Funk, who became the oldest winner in event history by nearly seven years, completed the event at 9-under-par 279. With the win, he earned a five-year exemption for the PGA Tour and entrance into all four majors this year.
'I'm speechless right now,' Funk said. 'It was a tough day obviously with the wind and the conditions, but I hit the ball really good. I was in control of my swing and I felt good about that.'
The third and final rounds were both completed on Monday after serious weather problems forced the delayed finish. Players had to battle winds that gusted over 40 mph on Monday, which sent scores soaring.
The 18th hole, a par-4, yielded no birdies and played to a stroke average of 4.817 in the final round. The always difficult island green at No. 17 saw Bob Tway post a 12 in the final round after he knocked four balls in the water.

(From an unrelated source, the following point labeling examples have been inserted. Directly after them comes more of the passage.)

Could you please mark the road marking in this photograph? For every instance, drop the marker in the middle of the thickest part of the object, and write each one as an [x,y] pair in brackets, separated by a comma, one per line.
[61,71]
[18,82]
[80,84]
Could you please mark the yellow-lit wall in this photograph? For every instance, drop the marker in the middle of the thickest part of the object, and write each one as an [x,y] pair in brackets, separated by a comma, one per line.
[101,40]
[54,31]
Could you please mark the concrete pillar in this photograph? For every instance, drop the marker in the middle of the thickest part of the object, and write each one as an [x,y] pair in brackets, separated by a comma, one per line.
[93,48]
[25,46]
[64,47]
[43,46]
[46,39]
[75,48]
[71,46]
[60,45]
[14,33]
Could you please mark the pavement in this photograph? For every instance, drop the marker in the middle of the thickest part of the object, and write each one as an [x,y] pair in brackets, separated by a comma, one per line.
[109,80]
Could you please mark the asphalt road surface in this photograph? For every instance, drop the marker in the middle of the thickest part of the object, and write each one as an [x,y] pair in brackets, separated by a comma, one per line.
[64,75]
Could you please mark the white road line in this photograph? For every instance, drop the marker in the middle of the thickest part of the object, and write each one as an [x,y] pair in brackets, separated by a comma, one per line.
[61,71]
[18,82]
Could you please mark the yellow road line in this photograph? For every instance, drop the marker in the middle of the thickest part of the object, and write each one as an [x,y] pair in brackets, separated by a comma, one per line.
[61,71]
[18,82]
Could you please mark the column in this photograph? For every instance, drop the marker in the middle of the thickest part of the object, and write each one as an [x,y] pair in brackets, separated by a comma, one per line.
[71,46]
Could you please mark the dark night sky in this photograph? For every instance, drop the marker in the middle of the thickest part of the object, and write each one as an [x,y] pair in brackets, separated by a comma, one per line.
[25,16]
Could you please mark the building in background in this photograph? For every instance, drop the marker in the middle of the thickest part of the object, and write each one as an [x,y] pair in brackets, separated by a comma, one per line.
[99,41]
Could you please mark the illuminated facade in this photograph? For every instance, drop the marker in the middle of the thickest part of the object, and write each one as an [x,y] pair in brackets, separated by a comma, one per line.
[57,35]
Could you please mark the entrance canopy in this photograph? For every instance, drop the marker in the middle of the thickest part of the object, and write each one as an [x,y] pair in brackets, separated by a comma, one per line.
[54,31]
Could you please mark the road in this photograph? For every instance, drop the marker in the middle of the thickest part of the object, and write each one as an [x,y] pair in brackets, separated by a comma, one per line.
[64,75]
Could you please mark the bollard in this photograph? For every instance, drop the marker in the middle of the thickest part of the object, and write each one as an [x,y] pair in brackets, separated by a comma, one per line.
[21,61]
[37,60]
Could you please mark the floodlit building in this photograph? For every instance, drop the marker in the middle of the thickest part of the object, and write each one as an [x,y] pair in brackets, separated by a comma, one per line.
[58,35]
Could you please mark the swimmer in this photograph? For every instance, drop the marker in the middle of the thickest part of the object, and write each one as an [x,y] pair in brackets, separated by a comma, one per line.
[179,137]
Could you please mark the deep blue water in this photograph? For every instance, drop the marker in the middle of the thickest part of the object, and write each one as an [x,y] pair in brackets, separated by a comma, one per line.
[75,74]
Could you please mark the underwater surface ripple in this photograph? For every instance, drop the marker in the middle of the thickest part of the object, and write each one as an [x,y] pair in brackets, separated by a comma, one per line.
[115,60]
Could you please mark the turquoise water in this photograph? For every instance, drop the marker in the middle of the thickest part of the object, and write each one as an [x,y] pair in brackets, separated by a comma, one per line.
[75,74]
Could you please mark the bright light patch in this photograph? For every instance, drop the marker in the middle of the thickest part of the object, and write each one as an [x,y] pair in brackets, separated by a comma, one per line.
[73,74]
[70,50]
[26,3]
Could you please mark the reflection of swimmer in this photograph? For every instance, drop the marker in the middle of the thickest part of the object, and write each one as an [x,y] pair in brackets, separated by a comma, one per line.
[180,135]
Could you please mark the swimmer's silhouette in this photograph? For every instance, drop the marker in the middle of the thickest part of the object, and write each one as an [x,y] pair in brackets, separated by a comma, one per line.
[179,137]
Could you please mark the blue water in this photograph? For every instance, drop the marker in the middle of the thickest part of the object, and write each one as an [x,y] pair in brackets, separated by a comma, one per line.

'If it's this breezy here, I don't go out. You don't even hit balls when its this windy,' summarized world No. 1 Vijay Singh, who practices at the TPC at Sawgrass regularly. 'The wind was really, really hard. We never play conditions like this. It was just brutal out there.'
Tom Lehman, the 1996 British Open champion, fired the round of the day as he closed with a 4-under 68 to share second place. He was joined at 8 under par by Scott Verplank (70) and third-round leader Luke Donald (76). Joe Durant, one of four second round co-leaders, ended in fifth at minus-7.
Funk began the final round four strokes behind Donald and was playing two groups ahead of the Englishman. Funk played his normal steady game early as he was 1 over through six holes.
The 48-year-old began to claw back into the tournament when he drained a birdie putt at the par-4 seventh. Funk made it two in a row as his birdie try at the eighth found the bottom of the cup.
Funk moved to 10 under and a share of the lead with Durant when he rolled in a 15-foot birdie putt at the 12th. The former University of Maryland golf coach converted his fourth birdie in seven holes at the 13th to move one clear.
The seven-time winner on the PGA Tour then began battling his putter. Funk three-putted for bogey on each of the next two holes to slide back into a tie for the lead with Donald and Verplank at minus-9.
'On 14, I had a brutal first putt and (at) 15 I hit a bad first putt, but both of those were really good second putts,' said Funk. 'I just hit a couple of shots on the wrong side of a hole, which you can't really help out here with the way the conditions are.'
Funk righted the ship with a two-putt birdie at the par-5 16th. He again three-putted for bogey on the island green at 17, but maintained a one-shot cushion as Verplank bogeyed the last and Donald bogeyed the 12th and 14th.
Funk, knowing he needed to at worst par the last, found the fairway off the tee. With the wind gusting from the left, he pulled his second shot into the greenside bunker left of the pin. He hit a stellar bunker shot to 5 feet and sank the par putt to enter the clubhouse at minus-9.
'It would have been nice to have a little more of a cushion there heading to the last, but I never make anything easy for myself,' Funk said.
Lehman and Verplank were already in the clubhouse at 8 under and therefore eliminated with Funk's par.
Donald and Durant had a chance to tie Funk at the last though. Durant's drive at the 18th trickled into the right rough, while Donald split the fairway.
Durant's second came up short and he needed to hole a difficult pitch to force a playoff. His chip came up well short and he eventually would walk away with bogey when he missed his 12-foot par putt.
Donald's second shot bounced right past the pin and ended up over the green on the fringe. His birdie try slid by the left edge and the crown was Funk's.
Lehman got into contention with his hot play on the front nine. He birdied four of five holes from the second to jump to 8 under. However, he played his final 12 holes at even par with two birdies and two bogeys.
'It was a very, very difficult day to play and I'm just very thankful that I was able to scramble around the golf course,' said Lehman. 'It didn't feel like I hit the ball all that great, I missed a lot of fairways, but I put the ball in the right position and made a few putts.'
Donald was done in by a 4-over 40 on the front nine of his final round. That included one birdie, three bogeys and a double bogey.
Durant, a three-time winner on tour, got off to a good start with a birdie at the second. However, it was all down hill from there as he bogeyed two of his next three holes. He finished two shots of the pace due to three back-nine bogeys.
Tim Herron and Steve Elkington shared sixth place at 6-under-par 282. Adam Scott, the 2004 champion, was one of four players one stroke further back at minus-5. He was joined there by Zach Johnson, J.L. Lewis and two-time Players Championship winner Davis Love III.
Golf's 'Big Four' - Singh, Tiger Woods, Ernie Els and Phil Mickelson - never threatened the leaders in the final round. Singh posted the best finish, a tie for 12th, at 4-under-par 284. Els finished one stroke behind the world No. 1, while Mickelson came in at plus-2. Woods posted back-to-back 75s in the final two rounds to end the tournament at plus-5.